Test-prep, survey costs spark discussion at brief PEP meeting

The focus of discussion at yesterday’s record short Panel for Educational Policy’s meeting was a contract not even up for a vote. That contract would have allocated close to $4 million toward printing and distributing the school environment surveys to students and parents, half of whom skip filling them out.

The agenda item was quietly removed from the slate of contracts, which included special education services, test-preparatory software, and gasoline for the Department of Education’s car fleet, after Queens representative Dmytro Fedkowskyj grilled officials about it at a Monday evening contracts meeting.

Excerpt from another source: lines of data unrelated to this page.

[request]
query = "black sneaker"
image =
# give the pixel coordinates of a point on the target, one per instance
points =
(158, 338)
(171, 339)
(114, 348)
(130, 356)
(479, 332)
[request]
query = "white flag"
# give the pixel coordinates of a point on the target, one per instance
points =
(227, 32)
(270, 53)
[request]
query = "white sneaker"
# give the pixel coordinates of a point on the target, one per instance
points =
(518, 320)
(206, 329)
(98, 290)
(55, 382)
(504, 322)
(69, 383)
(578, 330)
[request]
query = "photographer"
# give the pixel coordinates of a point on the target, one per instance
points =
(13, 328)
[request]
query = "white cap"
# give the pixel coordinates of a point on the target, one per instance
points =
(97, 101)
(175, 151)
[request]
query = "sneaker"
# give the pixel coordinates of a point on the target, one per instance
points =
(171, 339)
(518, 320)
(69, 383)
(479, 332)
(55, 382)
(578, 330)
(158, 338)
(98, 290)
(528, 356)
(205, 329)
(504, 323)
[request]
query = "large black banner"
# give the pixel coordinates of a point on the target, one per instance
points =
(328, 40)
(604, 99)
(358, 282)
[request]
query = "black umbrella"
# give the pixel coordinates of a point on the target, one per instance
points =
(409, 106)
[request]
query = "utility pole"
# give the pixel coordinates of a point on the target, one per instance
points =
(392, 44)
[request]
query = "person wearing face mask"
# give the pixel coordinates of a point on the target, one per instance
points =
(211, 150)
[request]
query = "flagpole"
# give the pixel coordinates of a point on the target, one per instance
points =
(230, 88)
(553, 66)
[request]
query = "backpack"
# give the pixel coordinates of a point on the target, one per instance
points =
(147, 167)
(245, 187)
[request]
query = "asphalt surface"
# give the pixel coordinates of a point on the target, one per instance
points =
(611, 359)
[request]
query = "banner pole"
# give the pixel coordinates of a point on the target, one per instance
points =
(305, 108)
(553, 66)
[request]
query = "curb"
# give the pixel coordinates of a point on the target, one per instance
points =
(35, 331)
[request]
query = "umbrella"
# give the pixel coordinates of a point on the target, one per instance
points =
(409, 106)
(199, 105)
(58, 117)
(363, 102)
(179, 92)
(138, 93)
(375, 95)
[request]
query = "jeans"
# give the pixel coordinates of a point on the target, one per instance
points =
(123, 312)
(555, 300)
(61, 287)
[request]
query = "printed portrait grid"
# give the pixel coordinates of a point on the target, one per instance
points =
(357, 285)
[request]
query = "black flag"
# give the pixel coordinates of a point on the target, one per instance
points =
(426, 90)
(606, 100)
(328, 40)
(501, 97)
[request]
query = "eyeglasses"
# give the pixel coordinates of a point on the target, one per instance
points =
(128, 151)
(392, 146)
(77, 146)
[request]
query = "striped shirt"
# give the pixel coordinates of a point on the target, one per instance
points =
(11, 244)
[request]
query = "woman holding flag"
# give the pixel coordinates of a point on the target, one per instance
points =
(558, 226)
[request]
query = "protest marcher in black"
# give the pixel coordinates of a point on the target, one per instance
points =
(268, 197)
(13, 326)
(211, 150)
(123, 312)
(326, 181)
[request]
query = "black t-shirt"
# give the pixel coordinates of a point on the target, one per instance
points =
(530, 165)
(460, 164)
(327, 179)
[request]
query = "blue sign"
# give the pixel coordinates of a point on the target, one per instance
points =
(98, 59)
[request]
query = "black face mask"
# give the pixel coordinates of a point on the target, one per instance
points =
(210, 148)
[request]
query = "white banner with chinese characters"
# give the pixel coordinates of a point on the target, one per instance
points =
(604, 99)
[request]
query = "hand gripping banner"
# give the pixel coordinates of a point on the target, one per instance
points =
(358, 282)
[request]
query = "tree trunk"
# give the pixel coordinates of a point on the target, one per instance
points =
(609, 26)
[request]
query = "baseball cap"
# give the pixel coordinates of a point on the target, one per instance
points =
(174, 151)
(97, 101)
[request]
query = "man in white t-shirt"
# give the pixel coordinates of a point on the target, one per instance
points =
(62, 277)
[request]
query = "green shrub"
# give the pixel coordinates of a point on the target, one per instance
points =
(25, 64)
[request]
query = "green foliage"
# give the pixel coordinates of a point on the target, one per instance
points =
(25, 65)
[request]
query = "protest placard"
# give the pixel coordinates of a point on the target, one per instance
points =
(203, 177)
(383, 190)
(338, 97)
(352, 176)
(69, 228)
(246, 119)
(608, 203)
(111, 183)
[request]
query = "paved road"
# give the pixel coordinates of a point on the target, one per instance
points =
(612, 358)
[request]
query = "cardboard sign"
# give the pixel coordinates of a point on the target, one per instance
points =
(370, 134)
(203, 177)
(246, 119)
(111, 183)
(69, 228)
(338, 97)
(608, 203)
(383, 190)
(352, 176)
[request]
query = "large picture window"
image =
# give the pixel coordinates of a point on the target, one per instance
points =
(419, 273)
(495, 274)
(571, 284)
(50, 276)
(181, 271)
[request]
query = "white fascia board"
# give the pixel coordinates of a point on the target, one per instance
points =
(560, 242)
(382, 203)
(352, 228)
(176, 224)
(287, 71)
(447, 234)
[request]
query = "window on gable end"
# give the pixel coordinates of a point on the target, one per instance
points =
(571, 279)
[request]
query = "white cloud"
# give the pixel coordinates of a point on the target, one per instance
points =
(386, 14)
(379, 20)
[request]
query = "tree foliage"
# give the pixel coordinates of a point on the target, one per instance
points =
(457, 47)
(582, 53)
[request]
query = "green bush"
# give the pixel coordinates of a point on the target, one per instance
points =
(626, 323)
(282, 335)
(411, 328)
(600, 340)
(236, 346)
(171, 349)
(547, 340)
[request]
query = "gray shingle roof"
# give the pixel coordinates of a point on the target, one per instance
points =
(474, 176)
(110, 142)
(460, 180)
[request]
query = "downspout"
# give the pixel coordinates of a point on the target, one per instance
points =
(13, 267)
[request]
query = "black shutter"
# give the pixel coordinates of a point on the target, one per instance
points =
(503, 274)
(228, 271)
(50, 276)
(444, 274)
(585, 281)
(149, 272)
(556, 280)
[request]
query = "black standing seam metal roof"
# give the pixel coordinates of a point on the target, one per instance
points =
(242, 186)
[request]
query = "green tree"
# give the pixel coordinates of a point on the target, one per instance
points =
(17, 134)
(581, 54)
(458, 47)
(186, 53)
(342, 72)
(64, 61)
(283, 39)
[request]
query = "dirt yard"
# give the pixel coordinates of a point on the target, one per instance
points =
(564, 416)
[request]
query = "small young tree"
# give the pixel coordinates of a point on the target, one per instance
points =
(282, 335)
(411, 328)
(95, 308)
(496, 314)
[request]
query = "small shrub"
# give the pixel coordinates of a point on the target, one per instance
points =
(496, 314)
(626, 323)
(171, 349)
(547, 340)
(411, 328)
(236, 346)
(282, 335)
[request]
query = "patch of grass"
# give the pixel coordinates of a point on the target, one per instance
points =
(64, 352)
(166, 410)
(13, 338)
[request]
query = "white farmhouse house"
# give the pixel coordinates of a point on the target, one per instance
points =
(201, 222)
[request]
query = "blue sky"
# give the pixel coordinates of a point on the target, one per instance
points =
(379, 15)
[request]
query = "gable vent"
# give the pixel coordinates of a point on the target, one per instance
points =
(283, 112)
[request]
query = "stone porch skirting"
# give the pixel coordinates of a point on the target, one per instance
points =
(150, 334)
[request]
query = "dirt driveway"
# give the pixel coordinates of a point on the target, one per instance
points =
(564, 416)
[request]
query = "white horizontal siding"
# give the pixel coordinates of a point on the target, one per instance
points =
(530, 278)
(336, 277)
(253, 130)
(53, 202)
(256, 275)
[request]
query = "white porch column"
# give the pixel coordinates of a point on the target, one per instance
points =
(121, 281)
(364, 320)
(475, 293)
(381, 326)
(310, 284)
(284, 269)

“I think that it’s an enormous amount of money to spend to push paper around,” he said again during the panel meeting, which lasted just 35 minutes. “I’m hopeful that we’ll have another robust conversation about this again under hopefully different terms.”

Officials said the paper survey distribution system would help boost participation rates, which for students are around 82 percent, and for parents have steadily increased from 26 to 53 percent since 2007. The city uses the survey results to assess school performance on the annual progress reports and sometimes to justify school closure plans.

David Ross, the department’s head of contracting, did not explain why the contract was removed at the eleventh hour, but noted that it did not “need to move” this month. It’s possible that the contract would not have won approval this month anyway if it failed to receive enough votes from the panel, which was short two mayoral appointees yesterday evening. The panel has never rejected a city proposal, but in March it had to table a contract because several members could not cast impartial votes.

Patrick Sullivan, the Manhattan representative to the panel, said he would like to see a more economical proposal that did not involve sending reams of paper to parents. But officials said the contract was not likely to change between now and this fall, when it will likely be brought up for a vote.

“I already wasn’t going to vote for it,” Sullivan said.

Sullivan also led a quick back-and-forth with officials over a $350,000 contract that would purchase software for elementary and middle school test preparation.

“Why do we need test-prep software? Why do we need test-prep at all?” he said. “There’s already a whole battery of assessments, interim assessments, predictive assessments and what not. I don’t understand why in this environment, when we don’t have enough money to pay teachers and class sizes are up, we have to spend money to do test prep.”

Chief Academic Officer Shael Polakow-Suransky responded flatly that, “we’re certainly not encouraging schools to spend more time or money on test prep.” Rather, he said, the contract served to give schools the option to use software programs to support the work they’re already doing to align their reading and math curricula to the Common Core State Standards, and prepare for new state tests that will cover those standards.

Even with four panel members absent (mayoral appointees Rosemarie Maldonado and Ian Shapiro, and Brooklyn representative Gbubemi Okotieuro and Staten Island representative Diane Peruggia), all of the contracts were quickly approved.